One item is the 2003-2004 report. This is something that we all reviewed
last time. It now has a forward, which I don’t think you get to vote on, since
it is from John and I. We now have a new looking ahead section that has
replaced the research section.

Now, we will take comments. I personally think that this is pretty well
done, and would certainly consider — if you have no substantive comments, what
I would suggest that we might want to do is to consider taking this on as an
action item for today, with the ability of the executive committee and Chair to
make some minor wordsmithing changes to it.

DR. ROTHSTEIN: So moved.

DR. HOUSTON: Second.

DR. COHN: Is there any comment about the changes?

DR. GREENBERG: My only comment is thanks to Sue.

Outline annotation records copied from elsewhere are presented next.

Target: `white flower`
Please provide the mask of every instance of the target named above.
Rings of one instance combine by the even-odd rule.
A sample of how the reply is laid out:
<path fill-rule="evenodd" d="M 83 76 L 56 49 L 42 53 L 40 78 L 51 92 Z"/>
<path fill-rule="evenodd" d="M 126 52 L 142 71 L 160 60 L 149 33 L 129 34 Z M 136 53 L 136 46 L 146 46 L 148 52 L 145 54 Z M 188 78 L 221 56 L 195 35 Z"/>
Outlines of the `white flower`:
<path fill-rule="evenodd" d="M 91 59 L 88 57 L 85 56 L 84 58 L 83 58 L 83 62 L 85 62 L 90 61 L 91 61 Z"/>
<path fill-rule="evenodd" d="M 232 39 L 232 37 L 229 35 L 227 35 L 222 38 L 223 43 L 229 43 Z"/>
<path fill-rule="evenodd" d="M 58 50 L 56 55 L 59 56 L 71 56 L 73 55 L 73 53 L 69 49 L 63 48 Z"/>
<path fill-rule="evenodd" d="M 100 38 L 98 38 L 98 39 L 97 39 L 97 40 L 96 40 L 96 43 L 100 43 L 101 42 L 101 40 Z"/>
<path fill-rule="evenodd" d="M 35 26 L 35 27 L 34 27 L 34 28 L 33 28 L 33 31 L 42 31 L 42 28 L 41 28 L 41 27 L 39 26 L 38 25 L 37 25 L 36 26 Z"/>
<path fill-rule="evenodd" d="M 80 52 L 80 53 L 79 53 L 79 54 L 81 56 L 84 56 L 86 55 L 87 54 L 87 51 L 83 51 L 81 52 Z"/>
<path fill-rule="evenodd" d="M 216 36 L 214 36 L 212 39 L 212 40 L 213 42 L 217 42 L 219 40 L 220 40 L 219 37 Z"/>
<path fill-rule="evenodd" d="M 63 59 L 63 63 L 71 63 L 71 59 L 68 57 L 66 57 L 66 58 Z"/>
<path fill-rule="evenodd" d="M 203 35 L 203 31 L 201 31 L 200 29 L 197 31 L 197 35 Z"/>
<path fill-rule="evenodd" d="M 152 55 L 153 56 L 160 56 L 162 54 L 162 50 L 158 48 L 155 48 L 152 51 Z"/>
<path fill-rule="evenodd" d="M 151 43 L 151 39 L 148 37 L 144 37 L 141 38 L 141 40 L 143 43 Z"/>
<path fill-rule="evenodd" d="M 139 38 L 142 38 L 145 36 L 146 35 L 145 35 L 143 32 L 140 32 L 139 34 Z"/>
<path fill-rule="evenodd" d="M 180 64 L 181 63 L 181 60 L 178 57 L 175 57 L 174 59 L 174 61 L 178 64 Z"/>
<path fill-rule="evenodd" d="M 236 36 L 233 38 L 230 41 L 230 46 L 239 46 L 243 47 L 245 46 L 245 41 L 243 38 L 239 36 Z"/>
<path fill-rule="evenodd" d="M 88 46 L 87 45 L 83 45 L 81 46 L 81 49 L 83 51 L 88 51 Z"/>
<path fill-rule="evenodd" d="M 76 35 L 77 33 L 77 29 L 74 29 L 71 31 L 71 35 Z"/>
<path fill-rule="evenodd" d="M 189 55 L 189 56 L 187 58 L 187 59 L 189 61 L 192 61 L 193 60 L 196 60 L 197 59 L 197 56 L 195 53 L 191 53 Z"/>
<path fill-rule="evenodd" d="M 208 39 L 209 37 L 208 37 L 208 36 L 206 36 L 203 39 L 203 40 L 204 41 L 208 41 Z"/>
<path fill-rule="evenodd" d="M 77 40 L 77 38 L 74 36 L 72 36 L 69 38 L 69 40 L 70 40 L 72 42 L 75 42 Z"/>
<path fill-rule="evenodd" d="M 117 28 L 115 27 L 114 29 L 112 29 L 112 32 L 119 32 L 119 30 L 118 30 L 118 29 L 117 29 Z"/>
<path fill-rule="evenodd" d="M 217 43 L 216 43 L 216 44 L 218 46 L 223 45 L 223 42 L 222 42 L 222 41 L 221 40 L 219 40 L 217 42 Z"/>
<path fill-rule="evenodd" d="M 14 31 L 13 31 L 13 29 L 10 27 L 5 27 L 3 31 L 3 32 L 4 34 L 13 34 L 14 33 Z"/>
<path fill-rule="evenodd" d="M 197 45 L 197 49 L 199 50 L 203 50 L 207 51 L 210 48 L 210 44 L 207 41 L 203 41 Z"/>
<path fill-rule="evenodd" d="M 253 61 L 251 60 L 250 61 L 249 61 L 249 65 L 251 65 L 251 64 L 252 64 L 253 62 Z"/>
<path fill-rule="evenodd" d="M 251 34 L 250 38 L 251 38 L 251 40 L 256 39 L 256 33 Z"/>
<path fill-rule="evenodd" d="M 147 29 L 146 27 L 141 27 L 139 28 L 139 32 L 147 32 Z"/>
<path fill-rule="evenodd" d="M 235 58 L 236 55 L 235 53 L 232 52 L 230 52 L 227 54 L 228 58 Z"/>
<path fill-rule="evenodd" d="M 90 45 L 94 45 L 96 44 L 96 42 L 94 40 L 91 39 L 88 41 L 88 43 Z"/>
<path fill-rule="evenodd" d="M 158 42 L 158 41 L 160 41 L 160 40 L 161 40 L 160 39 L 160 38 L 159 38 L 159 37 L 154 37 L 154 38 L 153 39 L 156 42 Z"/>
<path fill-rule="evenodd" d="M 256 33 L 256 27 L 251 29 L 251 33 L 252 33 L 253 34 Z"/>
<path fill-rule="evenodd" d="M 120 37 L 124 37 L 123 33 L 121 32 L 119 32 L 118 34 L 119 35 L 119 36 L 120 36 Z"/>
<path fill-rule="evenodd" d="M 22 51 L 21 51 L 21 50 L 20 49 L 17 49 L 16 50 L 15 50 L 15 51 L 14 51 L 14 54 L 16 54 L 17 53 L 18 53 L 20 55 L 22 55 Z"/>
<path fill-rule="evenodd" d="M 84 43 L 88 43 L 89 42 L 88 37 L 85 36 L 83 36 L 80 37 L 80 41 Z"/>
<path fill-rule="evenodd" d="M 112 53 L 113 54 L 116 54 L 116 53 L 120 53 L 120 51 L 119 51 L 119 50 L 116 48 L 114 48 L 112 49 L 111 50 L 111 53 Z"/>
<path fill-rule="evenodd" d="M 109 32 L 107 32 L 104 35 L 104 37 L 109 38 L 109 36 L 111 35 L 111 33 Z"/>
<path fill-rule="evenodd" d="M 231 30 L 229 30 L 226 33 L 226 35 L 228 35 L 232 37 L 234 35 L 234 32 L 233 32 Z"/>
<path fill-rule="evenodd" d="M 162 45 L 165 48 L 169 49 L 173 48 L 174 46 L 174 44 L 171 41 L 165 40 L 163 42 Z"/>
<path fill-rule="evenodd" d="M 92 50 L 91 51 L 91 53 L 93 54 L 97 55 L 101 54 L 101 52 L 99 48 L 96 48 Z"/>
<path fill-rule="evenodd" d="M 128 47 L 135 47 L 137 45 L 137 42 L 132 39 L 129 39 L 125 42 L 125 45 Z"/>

DR. COHN: So all in favor then, aye?

(Chorus of Ayes.)

Agenda Item: HIPAA 7th Report to Congress

DR. COHN: Opposed? Abstentions? Our next item is the HIPAA report. This is
marked draft. It is about 20 pages long, actually 23 pages long. I would ask if
people have comments about the HIPAA report.

DR. TANG: Move acceptance.

DR. COHN: You move acceptance on that one. Any comments, any changes,
modifications? Is there a second?

DR. STEINWACHS: Second.

DR. COHN: All in favor, say Aye.

(Chorus of Ayes.)

DR. COHN: Opposed? We are running about ten minutes late. What we will do
is adjourn, give everybody a break for about ten minutes, and then we will
reconvene.

(Whereupon, the meeting was adjourned at 3:25 p.m.)